First, you’ll need to grab your API key from Cohere’s dashboard and initialize the client. Kindly note that you need to specify the version so that some features are available.

import cohere
co = cohere.Client(‘{apiKey}’, ‘2021–11–08’)

Next, call the generate API. In this call, you will specify the following parameters:

• Specify the model using your fine-tuned language model’s full ID.
• Add the prompt you want the model to use to generate the complete prompt.
• Specify the number of prompts you want to be generated (A maximum of five is allowed).
• Configure the presence penalty that will be used to make sure tokens are not repeated.
• Set the maximum number of tokens to be generated.

response = co.generate(
  model='<full-model-id>',
  prompt='a rockstar puppy in mars',
  max_tokens=50,
  temperature=0.9,
  num_generations=5,
  presence_penalty=0,
  stop_sequences=[],
  return_likelihoods='NONE')
print('Prediction: {}'.format(response.generations[0].text))
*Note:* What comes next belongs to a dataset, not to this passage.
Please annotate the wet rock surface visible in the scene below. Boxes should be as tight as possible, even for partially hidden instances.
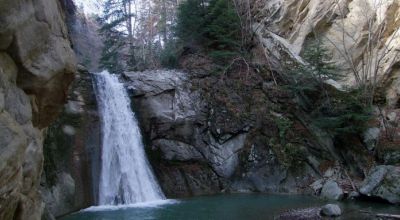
[41,66,101,217]
[321,204,342,217]
[360,165,400,204]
When you run the code above with the input prompt as “a rockstar puppy in mars,” it will generate the following outputs:

Using the generated prompts, you can create some artworks using Stable Diffusion and see what the renders look like.

Conclusion

Text-to-image generators are so much fun once you figure out how to create meaningful prompts and you are only limited by your imagination. Cohere’s platform offers easy-to-use APIs to access advanced NLP tools. You can also use other large language models like GPT-3 to create your own fine-tuned model for generating prompts.

Don’t forget to check out Dall-e 2 Prompt Book for additional information on how to come up with meaningful prompts. Happy creating!